Labour has yet again shown it doesn’t care about its Jewish members. Jeremy Corbyn said earlier this year that “there is no place for anti-Semitism or any form of racism in the Labour party”. But not for the first time – and not for the last – Jews who still belong to the party have been sidelined.
The latest cause for disquiet is the decision yesterday by the party’s National Executive Committee. Not content with scrapping the party’s student wing ahead of next week’s gathering in Brighton, the NEC has now agreed new rules concerning the handling of allegations of anti-Semitism and disciplinary procedures for expelling members. Yet it has done so without consulting the Jewish Labour Movement, the Labour party’s oldest Jewish affiliate group. To make matters worse, the debate on these changes is scheduled to take place at conference on Shabbat, or Sabbath, the Jewish day of rest. This means that orthodox Jews who want to take part in the debate won’t be able to.
So to summarise: the NEC has decided to allow a debate on how the party handles allegations of hate towards Jews, on a day when some Jews can’t participate in the debate.
Would Labour treat any other group this way? Would the party hold a discussion on the handling of Islamophobia on a day when Muslims couldn’t participate? It seems unlikely.
Jewish Labour Movement has reacted angrily. In a statement, the group says: “the party wishes to make sweeping changes to the disciplinary rules on anti-Semitism, without consulting us, it’s only Jewish affiliate, or any communal organisation.
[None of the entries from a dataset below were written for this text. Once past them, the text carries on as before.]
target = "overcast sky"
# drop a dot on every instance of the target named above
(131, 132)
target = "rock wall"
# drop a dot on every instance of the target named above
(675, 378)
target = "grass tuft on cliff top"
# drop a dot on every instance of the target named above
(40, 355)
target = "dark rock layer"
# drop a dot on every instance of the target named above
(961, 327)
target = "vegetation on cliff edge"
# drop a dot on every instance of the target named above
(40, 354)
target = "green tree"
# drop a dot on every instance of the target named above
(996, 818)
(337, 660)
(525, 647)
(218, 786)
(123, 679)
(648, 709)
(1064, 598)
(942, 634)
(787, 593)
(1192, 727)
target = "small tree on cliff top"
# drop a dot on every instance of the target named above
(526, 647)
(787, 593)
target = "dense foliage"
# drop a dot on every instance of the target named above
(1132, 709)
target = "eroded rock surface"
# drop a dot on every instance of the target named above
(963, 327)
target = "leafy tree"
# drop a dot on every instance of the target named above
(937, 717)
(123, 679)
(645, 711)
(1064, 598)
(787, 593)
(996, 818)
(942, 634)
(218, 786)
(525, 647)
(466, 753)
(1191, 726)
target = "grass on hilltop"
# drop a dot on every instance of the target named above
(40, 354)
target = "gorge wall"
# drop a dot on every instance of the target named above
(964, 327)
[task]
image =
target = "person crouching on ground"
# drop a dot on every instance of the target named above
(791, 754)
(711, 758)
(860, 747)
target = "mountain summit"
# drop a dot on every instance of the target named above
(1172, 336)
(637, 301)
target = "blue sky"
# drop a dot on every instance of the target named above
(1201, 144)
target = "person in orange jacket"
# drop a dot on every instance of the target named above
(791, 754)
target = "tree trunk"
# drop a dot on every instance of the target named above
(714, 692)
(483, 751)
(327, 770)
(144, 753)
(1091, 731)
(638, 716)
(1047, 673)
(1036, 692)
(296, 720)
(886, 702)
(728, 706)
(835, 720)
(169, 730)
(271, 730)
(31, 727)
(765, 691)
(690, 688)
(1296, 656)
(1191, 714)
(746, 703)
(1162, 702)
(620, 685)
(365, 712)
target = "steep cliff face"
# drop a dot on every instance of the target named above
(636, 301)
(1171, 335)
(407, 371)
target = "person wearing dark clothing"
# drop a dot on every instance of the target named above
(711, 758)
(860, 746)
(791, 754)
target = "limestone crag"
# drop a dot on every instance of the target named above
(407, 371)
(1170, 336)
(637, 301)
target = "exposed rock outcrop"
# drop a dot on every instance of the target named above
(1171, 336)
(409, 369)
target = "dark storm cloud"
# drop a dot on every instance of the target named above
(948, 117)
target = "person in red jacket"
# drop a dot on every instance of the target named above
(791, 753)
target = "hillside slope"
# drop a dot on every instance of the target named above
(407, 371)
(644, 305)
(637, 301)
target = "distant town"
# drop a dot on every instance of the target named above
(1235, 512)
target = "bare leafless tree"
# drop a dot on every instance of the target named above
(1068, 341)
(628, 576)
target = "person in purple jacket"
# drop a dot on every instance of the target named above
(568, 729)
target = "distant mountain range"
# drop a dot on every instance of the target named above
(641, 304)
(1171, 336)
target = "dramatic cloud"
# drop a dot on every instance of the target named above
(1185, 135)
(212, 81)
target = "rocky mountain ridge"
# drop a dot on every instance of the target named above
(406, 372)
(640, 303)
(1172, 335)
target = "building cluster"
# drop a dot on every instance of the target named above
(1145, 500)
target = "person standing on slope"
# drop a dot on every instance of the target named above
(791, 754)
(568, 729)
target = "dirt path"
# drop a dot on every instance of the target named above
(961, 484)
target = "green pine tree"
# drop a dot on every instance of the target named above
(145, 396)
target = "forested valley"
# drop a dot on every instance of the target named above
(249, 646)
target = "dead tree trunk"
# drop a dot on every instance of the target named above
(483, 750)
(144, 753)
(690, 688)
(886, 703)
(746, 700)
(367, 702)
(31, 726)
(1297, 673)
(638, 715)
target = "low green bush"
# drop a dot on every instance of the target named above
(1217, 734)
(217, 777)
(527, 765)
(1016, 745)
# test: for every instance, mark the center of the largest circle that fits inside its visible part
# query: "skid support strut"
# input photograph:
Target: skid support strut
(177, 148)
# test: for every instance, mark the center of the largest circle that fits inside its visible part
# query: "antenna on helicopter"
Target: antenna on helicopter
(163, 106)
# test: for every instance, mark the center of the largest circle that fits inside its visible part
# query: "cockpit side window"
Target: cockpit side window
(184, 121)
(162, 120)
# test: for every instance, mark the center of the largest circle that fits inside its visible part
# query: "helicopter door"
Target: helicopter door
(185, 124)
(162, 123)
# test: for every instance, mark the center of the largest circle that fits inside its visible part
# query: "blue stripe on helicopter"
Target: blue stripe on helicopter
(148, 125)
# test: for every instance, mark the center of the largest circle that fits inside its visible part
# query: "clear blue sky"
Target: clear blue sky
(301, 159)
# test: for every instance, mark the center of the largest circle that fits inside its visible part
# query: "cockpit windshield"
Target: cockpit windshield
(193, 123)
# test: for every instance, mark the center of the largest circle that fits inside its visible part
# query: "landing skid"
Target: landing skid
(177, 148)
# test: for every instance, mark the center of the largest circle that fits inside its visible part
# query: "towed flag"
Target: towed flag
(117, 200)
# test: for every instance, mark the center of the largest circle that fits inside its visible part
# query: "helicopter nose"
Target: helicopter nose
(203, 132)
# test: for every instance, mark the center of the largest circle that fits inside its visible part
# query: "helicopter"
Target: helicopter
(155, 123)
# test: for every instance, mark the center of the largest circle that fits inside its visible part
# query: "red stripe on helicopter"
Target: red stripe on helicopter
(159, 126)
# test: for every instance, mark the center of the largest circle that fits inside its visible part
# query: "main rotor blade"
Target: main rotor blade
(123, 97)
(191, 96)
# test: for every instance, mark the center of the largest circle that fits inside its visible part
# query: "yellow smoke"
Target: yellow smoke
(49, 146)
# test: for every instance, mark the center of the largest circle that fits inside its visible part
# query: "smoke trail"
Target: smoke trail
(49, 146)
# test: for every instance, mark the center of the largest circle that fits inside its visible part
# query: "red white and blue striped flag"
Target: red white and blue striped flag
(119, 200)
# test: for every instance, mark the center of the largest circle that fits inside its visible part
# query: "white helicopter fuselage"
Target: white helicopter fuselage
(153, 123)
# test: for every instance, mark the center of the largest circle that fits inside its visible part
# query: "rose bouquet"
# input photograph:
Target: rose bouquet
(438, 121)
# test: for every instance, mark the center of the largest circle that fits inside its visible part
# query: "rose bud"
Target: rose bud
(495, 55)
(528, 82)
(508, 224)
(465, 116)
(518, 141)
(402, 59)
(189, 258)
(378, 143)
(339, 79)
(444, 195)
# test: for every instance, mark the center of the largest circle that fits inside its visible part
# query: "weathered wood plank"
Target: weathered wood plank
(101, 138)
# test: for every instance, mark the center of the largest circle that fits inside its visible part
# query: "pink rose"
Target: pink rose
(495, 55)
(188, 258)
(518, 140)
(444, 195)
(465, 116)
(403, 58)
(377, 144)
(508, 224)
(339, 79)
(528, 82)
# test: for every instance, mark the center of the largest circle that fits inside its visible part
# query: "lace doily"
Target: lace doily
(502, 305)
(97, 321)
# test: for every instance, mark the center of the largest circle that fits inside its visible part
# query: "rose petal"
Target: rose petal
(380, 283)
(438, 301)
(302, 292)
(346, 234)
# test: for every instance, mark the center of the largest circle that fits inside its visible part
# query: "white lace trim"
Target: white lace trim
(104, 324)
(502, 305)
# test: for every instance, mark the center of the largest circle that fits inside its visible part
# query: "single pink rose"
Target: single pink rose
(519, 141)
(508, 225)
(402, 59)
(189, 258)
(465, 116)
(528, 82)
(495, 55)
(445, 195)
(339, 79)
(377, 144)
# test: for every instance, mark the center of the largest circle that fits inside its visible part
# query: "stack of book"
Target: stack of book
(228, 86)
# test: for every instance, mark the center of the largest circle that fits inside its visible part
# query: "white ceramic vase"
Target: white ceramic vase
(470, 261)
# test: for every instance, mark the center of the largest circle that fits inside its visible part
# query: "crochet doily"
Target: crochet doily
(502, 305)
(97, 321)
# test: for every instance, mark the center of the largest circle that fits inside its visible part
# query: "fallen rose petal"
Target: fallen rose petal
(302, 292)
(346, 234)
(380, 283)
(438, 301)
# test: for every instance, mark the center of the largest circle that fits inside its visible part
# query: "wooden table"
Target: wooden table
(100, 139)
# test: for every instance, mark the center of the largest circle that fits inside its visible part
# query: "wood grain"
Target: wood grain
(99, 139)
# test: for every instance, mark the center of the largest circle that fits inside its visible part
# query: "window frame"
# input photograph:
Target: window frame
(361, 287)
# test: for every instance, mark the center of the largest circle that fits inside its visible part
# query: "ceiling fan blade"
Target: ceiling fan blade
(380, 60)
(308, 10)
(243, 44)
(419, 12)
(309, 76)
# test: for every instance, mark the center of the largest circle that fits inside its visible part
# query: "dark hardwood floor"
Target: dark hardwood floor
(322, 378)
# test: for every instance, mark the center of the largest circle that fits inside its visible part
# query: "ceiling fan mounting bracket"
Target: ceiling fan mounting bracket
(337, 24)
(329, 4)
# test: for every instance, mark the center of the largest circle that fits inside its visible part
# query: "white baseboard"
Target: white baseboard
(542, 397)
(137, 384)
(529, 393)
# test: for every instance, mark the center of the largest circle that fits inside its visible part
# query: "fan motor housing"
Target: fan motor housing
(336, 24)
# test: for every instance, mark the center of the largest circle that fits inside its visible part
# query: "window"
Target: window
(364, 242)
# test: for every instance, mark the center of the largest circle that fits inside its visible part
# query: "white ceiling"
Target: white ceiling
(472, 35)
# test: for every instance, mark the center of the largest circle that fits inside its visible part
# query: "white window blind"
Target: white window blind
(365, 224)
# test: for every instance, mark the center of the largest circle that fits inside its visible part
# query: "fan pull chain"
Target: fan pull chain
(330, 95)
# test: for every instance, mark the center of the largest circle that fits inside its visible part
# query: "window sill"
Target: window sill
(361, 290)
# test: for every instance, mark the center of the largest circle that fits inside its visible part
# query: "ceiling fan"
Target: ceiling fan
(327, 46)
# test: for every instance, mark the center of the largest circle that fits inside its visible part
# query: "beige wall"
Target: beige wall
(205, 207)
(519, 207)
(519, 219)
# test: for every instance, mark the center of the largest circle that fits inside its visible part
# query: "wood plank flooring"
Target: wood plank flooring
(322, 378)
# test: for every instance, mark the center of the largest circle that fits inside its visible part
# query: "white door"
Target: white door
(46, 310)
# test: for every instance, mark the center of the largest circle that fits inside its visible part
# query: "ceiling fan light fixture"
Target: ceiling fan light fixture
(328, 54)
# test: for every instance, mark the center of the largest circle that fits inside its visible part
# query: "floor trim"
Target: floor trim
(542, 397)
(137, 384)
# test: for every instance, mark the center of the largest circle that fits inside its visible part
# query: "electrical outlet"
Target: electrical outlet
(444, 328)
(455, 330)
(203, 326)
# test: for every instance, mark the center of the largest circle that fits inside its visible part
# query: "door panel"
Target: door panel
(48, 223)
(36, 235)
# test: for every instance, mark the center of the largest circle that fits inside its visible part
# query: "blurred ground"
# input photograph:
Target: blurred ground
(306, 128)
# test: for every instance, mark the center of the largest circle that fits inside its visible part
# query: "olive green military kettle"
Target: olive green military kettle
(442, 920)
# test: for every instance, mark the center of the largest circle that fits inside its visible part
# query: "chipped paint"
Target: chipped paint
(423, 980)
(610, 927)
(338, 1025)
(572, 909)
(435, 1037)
To add insult to injury, they will debate these changes at conference on the Jewish Sabbath, when religiously observant Jewish Labour delegates will be silenced, unable to participate in the debate.”
So what are the changes being debated? The rules would give new powers to the party’s general secretary and a group of NEC officers to expel members guilty of anti-Semitism. Labour claims that this will speed up the process of booting out anti-Semites. But given the party’s track record of dealing with such cases, it is no surprise that many Jews are sceptical.
Instead this looks like an attempt to hand over control of who is – and isn’t – kicked out of the party for anti-Semitism to a few individuals close to the leadership. With Jeremy Corbyn enjoying a majority of support on the NEC, this again is evidence of the centralisation of power in the party.
In short, it’s good news for Corbyn. But bad news for the dwindling number of Jews who still believe they have a home in the Labour party.
The Jewish Labour Movement spoke for many such members when it said these alterations “will simply streamline the process of letting anti-Semites off the hook.”
Enough is enough was the slogan used to protest the inaction of Labour to anti-Semitism. Perhaps a different slogan is called for: nothing has changed. And nothing will change while Jeremy Corbyn is leader of the Labour party.